CENTER, TX (KTRE) - A former Shelby County deputy is suing his former boss, Sheriff Newton Johnson, claiming his First and Fourth Amendment rights were violated.
In a lawsuit filed in May, Mark McAvoy alleges Johnson fired him and arrested him in retaliation to McAvoy commenting on Johnson's drunk driving.
A jury found McAvoy not guilty of animal neglect in November. He was arrested in July following an investigation into the death of one of his horses.
The lawsuit alleges McAvoy began working for the sheriff's office in November 2010, when he began investigating drug problems in Shelby County. McAvoy claims he learned of Johnson's daughter's drug problems and was then told by Johnson to "leave the drug dealers alone, that 'they were not my problem.'"

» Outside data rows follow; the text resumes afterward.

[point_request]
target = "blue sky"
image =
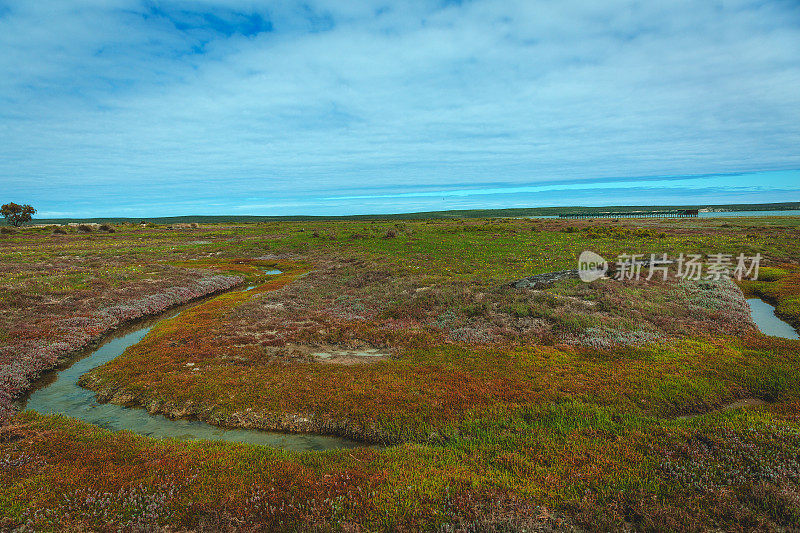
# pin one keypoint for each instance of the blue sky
(145, 108)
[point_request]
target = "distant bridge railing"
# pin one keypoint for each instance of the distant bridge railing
(673, 213)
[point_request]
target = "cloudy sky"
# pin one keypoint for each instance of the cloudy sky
(144, 108)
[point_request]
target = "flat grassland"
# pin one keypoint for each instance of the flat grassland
(648, 405)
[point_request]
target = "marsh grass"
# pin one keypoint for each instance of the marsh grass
(504, 409)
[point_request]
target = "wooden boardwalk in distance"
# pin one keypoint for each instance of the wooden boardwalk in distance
(672, 213)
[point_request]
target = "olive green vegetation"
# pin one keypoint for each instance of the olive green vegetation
(504, 435)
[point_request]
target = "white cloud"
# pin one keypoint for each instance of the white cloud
(129, 101)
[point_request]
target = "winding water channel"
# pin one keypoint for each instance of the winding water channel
(59, 393)
(768, 323)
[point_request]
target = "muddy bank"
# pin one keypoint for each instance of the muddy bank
(247, 419)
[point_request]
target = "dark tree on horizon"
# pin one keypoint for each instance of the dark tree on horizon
(16, 214)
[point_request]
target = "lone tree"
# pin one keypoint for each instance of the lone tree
(17, 214)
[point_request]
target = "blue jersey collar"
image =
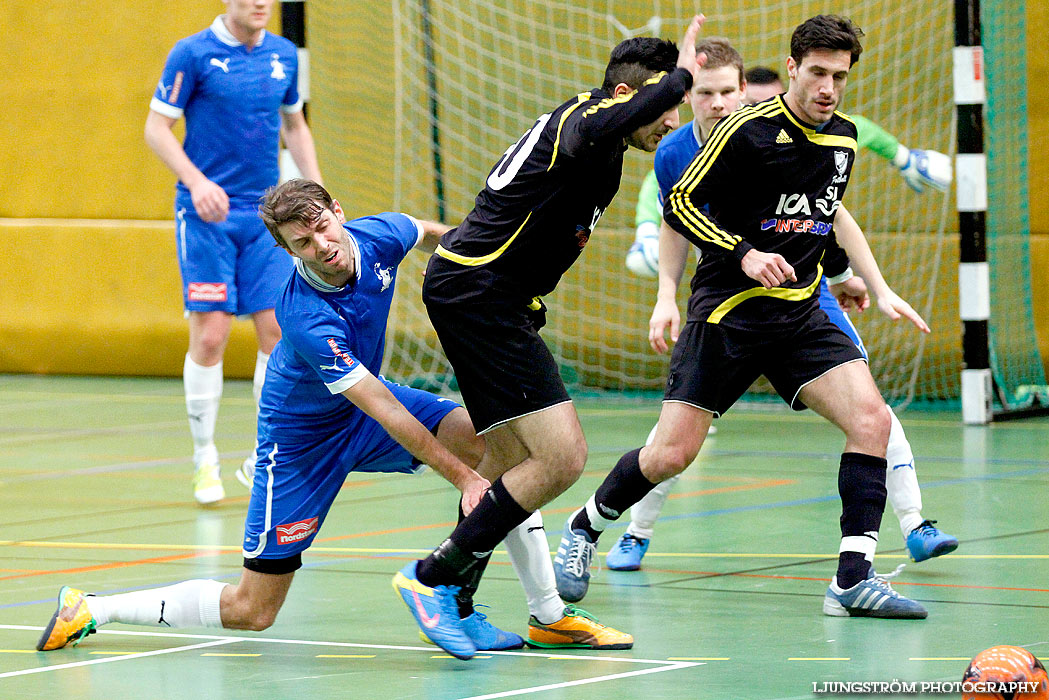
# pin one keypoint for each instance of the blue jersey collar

The lawsuit alleges McAvoy began enforcing drunk driving in the county and made four arrests for driving while intoxicated. It was then McAvoy says Johnson told him to stop conducting suspected drunk driving arrests and if he did not, he would be fired. The lawsuit alleges Johnson called McAvoy on his cellphone in March 2011 and "sounded intoxicated." McAvoy says Johnson gave him directions to arrest someone, but gave him the wrong address. Johnson then met McAvoy in a church parking lot and had the odor of alcohol on his breath, according to the lawsuit.

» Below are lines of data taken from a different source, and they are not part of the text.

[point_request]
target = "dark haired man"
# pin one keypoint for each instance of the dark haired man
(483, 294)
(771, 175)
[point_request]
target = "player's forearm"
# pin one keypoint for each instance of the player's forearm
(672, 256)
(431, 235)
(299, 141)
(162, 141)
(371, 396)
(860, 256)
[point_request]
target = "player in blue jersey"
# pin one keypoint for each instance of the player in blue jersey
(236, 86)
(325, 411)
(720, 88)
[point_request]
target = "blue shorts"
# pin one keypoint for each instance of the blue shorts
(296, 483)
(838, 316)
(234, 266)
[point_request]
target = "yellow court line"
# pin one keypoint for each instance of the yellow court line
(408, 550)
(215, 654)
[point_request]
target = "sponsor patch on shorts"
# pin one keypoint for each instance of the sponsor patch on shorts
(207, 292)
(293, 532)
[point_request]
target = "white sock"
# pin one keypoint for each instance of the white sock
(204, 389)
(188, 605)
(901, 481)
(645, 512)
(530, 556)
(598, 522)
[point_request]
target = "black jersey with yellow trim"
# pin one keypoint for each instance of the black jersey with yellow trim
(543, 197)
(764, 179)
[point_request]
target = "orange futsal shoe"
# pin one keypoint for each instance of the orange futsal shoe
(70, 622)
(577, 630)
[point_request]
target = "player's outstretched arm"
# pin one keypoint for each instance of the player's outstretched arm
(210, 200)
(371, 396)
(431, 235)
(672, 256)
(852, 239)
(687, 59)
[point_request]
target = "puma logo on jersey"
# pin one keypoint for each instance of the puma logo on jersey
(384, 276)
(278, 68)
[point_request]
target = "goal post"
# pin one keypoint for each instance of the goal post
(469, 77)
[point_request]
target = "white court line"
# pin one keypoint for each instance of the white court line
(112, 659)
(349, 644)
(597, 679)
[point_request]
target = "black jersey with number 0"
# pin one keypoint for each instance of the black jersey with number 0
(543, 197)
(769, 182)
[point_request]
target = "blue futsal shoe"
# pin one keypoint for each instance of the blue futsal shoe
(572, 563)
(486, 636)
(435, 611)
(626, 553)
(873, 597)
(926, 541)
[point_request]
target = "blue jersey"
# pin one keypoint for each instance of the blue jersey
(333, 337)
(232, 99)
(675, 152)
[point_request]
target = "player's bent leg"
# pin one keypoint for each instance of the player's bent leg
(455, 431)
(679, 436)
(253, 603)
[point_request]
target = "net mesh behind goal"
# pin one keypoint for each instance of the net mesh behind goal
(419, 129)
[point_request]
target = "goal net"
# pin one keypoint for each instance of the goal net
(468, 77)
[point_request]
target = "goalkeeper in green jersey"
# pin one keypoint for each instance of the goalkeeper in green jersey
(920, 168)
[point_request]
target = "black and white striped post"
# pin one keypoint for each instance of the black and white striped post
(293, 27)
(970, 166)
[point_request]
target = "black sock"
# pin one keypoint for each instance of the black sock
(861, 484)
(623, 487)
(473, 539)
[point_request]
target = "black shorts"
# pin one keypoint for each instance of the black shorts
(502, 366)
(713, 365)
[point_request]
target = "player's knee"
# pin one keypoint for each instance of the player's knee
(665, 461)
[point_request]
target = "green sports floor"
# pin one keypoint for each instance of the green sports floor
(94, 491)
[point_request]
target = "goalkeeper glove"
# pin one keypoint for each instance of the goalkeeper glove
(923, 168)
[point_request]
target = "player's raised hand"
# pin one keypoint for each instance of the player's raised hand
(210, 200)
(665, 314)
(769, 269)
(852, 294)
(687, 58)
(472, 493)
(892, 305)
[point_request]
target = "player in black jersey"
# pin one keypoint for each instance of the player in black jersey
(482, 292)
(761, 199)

"The Sheriff started to curse Plaintiff and told him that he was just 'A dumb [expletive] Yankee' and that he hated Plaintiff," according to the lawsuit.
After that, McAvoy alleges Johnson met him in a gas parking lot in Joaquin and almost ran over him, before getting out of the car and staggering over to him and cursing at him again. It was then McAvoy commented on Johnson's intoxicated driving, according to the lawsuit. He was fired two weeks later.
McAvoy then agreed to give away both of his horses, but one died before he could. In May 2011, McAvoy claimed he was told during a job interview that Johnson had filed animal cruelty charges against him.
Johnson's attorney filed a motion to dismiss on June 27. No deadlines or hearings have been set in the lawsuit.